Embedded professionalism and a deep talent pool are defining factors in the local restaurant landscape, too, which grew with daring leaps this past year. Chicago-based operators Tony Hu, who brought his Lao Sze Chuan Chinese restaurant to the Palms, and the Sandoval brothers, who brought Mercadito’s innovative Mexican fare to the Red Rock Resort, successfully planted proven concepts in off-Strip Las Vegas casinos. Husband-and-wife team Kim Canteenwalla and Elizabeth Blau opened their second neighborhood restaurant with the upscale tavern Made L.V. in the burgeoning Tivoli Village retail district and planned a third for the nearby Downtown Summerlin complex. The legendary Wolfgang Puck is opening his first Las Vegas neighborhood restaurant there, too.

Even downtown, the original Las Vegas has turned to food and beverage to boost its long-simmering, suddenly sparked comeback. Chef Kerry Simon, a vital local presence since he helped open Prime steakhouse at Bellagio, was the first big-time chef to jump on the downtown Vegas comeback wagon, opening the hip, small plate-oriented Carson Kitchen at the renovated John E. Carson hotel building in partnership with the redevelopment collective Downtown Project. Even though Chef Simon is locked in a brutal battle against Multiple System Atrophy, Carson Kitchen has become one of the most beloved new restaurants in the city.

Perhaps the best example of how big a factor dining is in today’s Sin City is happening at the northern tip of the Strip, where the former Sahara casino—an icon of Vegas in the ’50s and ’60s—has been transformed into a fresh, stylized resort where restaurants are without question the chief draw.

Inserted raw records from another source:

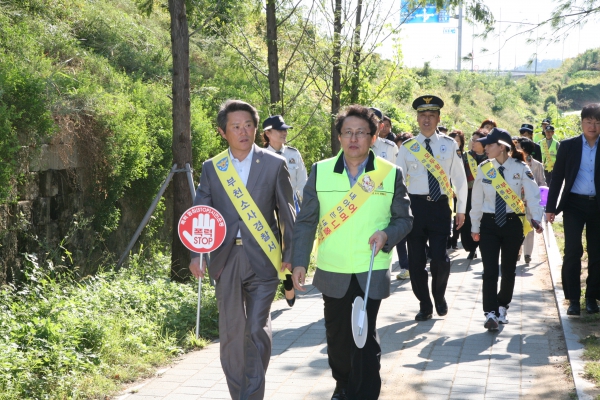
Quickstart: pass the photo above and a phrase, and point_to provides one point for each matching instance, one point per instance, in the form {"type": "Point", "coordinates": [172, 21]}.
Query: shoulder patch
{"type": "Point", "coordinates": [529, 175]}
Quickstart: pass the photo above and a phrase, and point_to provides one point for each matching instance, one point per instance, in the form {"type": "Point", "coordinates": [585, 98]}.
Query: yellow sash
{"type": "Point", "coordinates": [248, 210]}
{"type": "Point", "coordinates": [472, 165]}
{"type": "Point", "coordinates": [549, 162]}
{"type": "Point", "coordinates": [423, 156]}
{"type": "Point", "coordinates": [505, 191]}
{"type": "Point", "coordinates": [357, 196]}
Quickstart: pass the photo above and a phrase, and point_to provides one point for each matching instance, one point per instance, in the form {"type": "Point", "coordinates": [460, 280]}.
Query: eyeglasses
{"type": "Point", "coordinates": [357, 134]}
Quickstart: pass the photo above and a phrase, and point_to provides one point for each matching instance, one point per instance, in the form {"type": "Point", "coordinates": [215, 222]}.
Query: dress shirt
{"type": "Point", "coordinates": [520, 179]}
{"type": "Point", "coordinates": [296, 167]}
{"type": "Point", "coordinates": [584, 182]}
{"type": "Point", "coordinates": [445, 150]}
{"type": "Point", "coordinates": [243, 169]}
{"type": "Point", "coordinates": [385, 149]}
{"type": "Point", "coordinates": [361, 169]}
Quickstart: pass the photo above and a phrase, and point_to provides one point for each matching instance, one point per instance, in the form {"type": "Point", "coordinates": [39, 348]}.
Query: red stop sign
{"type": "Point", "coordinates": [202, 229]}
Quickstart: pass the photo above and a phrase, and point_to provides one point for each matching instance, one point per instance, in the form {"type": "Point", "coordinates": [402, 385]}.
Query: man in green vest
{"type": "Point", "coordinates": [352, 201]}
{"type": "Point", "coordinates": [549, 148]}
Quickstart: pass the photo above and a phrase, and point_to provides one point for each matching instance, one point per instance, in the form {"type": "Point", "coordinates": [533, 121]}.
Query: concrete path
{"type": "Point", "coordinates": [452, 357]}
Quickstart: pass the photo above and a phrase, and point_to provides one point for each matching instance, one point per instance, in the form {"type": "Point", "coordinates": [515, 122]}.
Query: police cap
{"type": "Point", "coordinates": [428, 103]}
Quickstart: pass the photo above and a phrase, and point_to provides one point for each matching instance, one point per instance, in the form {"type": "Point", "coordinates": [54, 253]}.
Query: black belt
{"type": "Point", "coordinates": [428, 197]}
{"type": "Point", "coordinates": [583, 196]}
{"type": "Point", "coordinates": [508, 215]}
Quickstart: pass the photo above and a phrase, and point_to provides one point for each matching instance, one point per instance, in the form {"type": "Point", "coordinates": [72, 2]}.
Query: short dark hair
{"type": "Point", "coordinates": [488, 121]}
{"type": "Point", "coordinates": [591, 111]}
{"type": "Point", "coordinates": [481, 133]}
{"type": "Point", "coordinates": [358, 111]}
{"type": "Point", "coordinates": [526, 144]}
{"type": "Point", "coordinates": [232, 106]}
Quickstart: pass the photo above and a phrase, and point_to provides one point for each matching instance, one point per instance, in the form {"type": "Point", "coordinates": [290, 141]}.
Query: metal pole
{"type": "Point", "coordinates": [459, 55]}
{"type": "Point", "coordinates": [199, 300]}
{"type": "Point", "coordinates": [188, 170]}
{"type": "Point", "coordinates": [144, 222]}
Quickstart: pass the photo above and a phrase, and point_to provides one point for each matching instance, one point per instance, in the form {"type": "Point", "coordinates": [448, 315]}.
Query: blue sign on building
{"type": "Point", "coordinates": [423, 15]}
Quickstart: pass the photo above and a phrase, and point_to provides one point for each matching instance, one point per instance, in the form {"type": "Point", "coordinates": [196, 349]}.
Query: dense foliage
{"type": "Point", "coordinates": [78, 340]}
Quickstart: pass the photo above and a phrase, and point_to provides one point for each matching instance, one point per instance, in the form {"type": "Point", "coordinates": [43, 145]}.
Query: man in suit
{"type": "Point", "coordinates": [347, 230]}
{"type": "Point", "coordinates": [246, 279]}
{"type": "Point", "coordinates": [578, 166]}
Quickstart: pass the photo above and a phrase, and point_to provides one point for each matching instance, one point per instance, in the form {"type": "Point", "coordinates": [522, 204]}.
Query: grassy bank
{"type": "Point", "coordinates": [63, 339]}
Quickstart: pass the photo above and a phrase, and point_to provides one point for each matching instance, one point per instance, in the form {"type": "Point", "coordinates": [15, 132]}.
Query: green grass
{"type": "Point", "coordinates": [63, 339]}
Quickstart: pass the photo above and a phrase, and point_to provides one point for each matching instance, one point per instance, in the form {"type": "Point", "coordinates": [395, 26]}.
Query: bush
{"type": "Point", "coordinates": [78, 340]}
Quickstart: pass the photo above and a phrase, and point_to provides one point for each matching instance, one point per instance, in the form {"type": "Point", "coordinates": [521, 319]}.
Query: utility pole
{"type": "Point", "coordinates": [459, 55]}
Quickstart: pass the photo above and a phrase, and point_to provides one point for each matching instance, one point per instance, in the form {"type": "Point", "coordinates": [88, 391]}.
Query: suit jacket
{"type": "Point", "coordinates": [333, 284]}
{"type": "Point", "coordinates": [566, 168]}
{"type": "Point", "coordinates": [270, 187]}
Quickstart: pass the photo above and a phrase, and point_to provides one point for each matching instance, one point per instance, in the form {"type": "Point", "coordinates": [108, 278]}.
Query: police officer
{"type": "Point", "coordinates": [383, 148]}
{"type": "Point", "coordinates": [274, 136]}
{"type": "Point", "coordinates": [549, 148]}
{"type": "Point", "coordinates": [430, 205]}
{"type": "Point", "coordinates": [496, 225]}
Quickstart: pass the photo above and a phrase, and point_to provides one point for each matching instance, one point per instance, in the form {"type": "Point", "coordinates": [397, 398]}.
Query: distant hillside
{"type": "Point", "coordinates": [542, 65]}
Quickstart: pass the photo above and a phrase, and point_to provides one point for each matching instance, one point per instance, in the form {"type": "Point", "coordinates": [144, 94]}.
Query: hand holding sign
{"type": "Point", "coordinates": [203, 232]}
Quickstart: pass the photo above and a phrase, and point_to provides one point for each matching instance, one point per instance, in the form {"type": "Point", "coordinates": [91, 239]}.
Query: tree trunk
{"type": "Point", "coordinates": [182, 141]}
{"type": "Point", "coordinates": [273, 59]}
{"type": "Point", "coordinates": [336, 78]}
{"type": "Point", "coordinates": [355, 81]}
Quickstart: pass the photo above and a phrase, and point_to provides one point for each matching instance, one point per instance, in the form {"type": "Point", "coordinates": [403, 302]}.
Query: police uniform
{"type": "Point", "coordinates": [502, 240]}
{"type": "Point", "coordinates": [432, 219]}
{"type": "Point", "coordinates": [385, 149]}
{"type": "Point", "coordinates": [296, 167]}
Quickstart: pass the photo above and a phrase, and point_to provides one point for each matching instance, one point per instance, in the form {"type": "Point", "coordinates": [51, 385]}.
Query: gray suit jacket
{"type": "Point", "coordinates": [270, 187]}
{"type": "Point", "coordinates": [333, 284]}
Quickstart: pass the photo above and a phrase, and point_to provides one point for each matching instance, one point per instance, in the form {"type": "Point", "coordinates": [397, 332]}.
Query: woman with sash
{"type": "Point", "coordinates": [537, 168]}
{"type": "Point", "coordinates": [471, 160]}
{"type": "Point", "coordinates": [498, 219]}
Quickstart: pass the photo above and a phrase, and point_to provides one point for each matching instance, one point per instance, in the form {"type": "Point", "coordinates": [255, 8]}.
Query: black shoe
{"type": "Point", "coordinates": [591, 306]}
{"type": "Point", "coordinates": [421, 316]}
{"type": "Point", "coordinates": [441, 308]}
{"type": "Point", "coordinates": [339, 394]}
{"type": "Point", "coordinates": [574, 308]}
{"type": "Point", "coordinates": [288, 285]}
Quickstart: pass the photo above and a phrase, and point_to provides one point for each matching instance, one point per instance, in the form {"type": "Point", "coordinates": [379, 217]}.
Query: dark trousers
{"type": "Point", "coordinates": [580, 212]}
{"type": "Point", "coordinates": [355, 369]}
{"type": "Point", "coordinates": [431, 222]}
{"type": "Point", "coordinates": [465, 232]}
{"type": "Point", "coordinates": [402, 253]}
{"type": "Point", "coordinates": [501, 242]}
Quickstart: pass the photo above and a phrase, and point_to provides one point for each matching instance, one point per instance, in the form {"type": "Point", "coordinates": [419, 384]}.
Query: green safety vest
{"type": "Point", "coordinates": [347, 251]}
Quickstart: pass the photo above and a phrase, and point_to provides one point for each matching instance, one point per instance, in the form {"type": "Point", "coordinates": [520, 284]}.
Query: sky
{"type": "Point", "coordinates": [437, 43]}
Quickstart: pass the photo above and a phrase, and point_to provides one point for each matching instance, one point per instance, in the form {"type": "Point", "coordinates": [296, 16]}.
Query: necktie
{"type": "Point", "coordinates": [500, 205]}
{"type": "Point", "coordinates": [434, 187]}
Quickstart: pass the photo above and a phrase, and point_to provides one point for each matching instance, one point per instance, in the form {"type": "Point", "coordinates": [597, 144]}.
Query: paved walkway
{"type": "Point", "coordinates": [451, 357]}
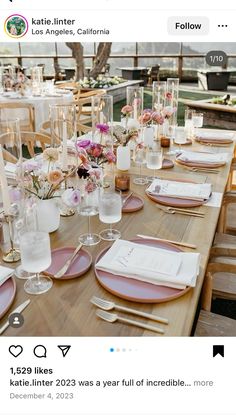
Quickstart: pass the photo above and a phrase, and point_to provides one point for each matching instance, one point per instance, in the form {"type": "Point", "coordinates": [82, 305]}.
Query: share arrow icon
{"type": "Point", "coordinates": [64, 349]}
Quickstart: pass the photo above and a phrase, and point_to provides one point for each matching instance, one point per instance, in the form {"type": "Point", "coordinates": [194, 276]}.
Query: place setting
{"type": "Point", "coordinates": [146, 270]}
{"type": "Point", "coordinates": [179, 194]}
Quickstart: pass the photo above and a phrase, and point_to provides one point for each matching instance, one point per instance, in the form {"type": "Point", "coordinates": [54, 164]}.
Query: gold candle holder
{"type": "Point", "coordinates": [66, 212]}
{"type": "Point", "coordinates": [13, 255]}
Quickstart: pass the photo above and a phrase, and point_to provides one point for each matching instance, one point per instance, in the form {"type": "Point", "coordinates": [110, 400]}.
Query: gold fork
{"type": "Point", "coordinates": [111, 318]}
{"type": "Point", "coordinates": [109, 305]}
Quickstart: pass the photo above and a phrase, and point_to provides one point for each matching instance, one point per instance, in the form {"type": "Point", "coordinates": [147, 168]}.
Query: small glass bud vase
{"type": "Point", "coordinates": [123, 157]}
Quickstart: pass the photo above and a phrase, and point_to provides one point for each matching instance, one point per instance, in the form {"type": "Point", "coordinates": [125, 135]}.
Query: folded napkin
{"type": "Point", "coordinates": [151, 264]}
{"type": "Point", "coordinates": [5, 273]}
{"type": "Point", "coordinates": [214, 136]}
{"type": "Point", "coordinates": [198, 157]}
{"type": "Point", "coordinates": [184, 190]}
{"type": "Point", "coordinates": [10, 170]}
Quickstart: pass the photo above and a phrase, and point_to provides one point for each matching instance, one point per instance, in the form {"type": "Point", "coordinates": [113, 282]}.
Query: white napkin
{"type": "Point", "coordinates": [197, 157]}
{"type": "Point", "coordinates": [183, 190]}
{"type": "Point", "coordinates": [5, 273]}
{"type": "Point", "coordinates": [214, 135]}
{"type": "Point", "coordinates": [10, 170]}
{"type": "Point", "coordinates": [156, 266]}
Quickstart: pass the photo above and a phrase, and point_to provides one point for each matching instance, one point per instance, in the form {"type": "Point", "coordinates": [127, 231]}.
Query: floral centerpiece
{"type": "Point", "coordinates": [101, 82]}
{"type": "Point", "coordinates": [42, 180]}
{"type": "Point", "coordinates": [92, 158]}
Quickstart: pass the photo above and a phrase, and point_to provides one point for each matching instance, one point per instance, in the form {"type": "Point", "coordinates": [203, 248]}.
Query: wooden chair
{"type": "Point", "coordinates": [227, 219]}
{"type": "Point", "coordinates": [31, 140]}
{"type": "Point", "coordinates": [211, 324]}
{"type": "Point", "coordinates": [220, 278]}
{"type": "Point", "coordinates": [27, 123]}
{"type": "Point", "coordinates": [153, 74]}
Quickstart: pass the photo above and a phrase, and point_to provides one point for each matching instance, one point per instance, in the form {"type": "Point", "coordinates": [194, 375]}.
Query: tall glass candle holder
{"type": "Point", "coordinates": [36, 80]}
{"type": "Point", "coordinates": [172, 95]}
{"type": "Point", "coordinates": [102, 119]}
{"type": "Point", "coordinates": [158, 95]}
{"type": "Point", "coordinates": [134, 98]}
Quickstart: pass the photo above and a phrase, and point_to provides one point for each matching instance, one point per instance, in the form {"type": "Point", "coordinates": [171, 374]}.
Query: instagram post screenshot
{"type": "Point", "coordinates": [117, 210]}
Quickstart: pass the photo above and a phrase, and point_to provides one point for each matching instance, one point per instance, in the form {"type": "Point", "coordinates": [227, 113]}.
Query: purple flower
{"type": "Point", "coordinates": [15, 194]}
{"type": "Point", "coordinates": [97, 173]}
{"type": "Point", "coordinates": [83, 143]}
{"type": "Point", "coordinates": [71, 197]}
{"type": "Point", "coordinates": [103, 128]}
{"type": "Point", "coordinates": [110, 156]}
{"type": "Point", "coordinates": [31, 165]}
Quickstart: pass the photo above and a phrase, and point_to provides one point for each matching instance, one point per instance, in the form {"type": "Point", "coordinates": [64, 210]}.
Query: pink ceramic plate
{"type": "Point", "coordinates": [175, 202]}
{"type": "Point", "coordinates": [200, 164]}
{"type": "Point", "coordinates": [78, 267]}
{"type": "Point", "coordinates": [134, 203]}
{"type": "Point", "coordinates": [133, 290]}
{"type": "Point", "coordinates": [188, 142]}
{"type": "Point", "coordinates": [167, 164]}
{"type": "Point", "coordinates": [7, 295]}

SLS Las Vegas opened right before Labor Day, a flagship hotel in the portfolio of Los Angeles-based SBE’s popular hotel and restaurant brands. It has a smaller casino, by Vegas Strip standards, plenty of rooms, and a handful of nightclubs. It also has eight restaurants, seven of which are new-to-Vegas concepts and six of which are proven successes in other cities. Iconic chef José Andrés is the resort’s culinary director, and all of the restaurants are operated by SBE. With the exception of the buffet and Andrés’ Bazaar Meat—which attempts to redefine the big Vegas steakhouse experience—the restaurants of SLS each have fewer than 200 seats and a collective check average under $40.

“I don’t want to sound over-confident, but in some ways we are helping to evolve restaurant programs in Las Vegas,” says SLS vice president of restaurant operations Matt Erickson. “We are bringing brands from other markets that look completely different from each other, rather than having a homogenized design within the resort.”

That design approach also maximizes efficiencies, such as a connected, shareable back of house for sushi spot Katsuya, Mediterranean restaurant Cleo, and the 800° Degrees pizzeria, and a similar prep and dishwasher space for the in-room dining kitchen, the noodle bar, and the breakfast-oriented Griddle Café. SLS also is likely the first Strip casino to actively market its restaurants to local Las Vegans.

It’s been an interesting transition for people in the Vegas market to wrap their heads around, but we’re working with a different business model where the restaurant can be the primary force of awareness,” Erickson says.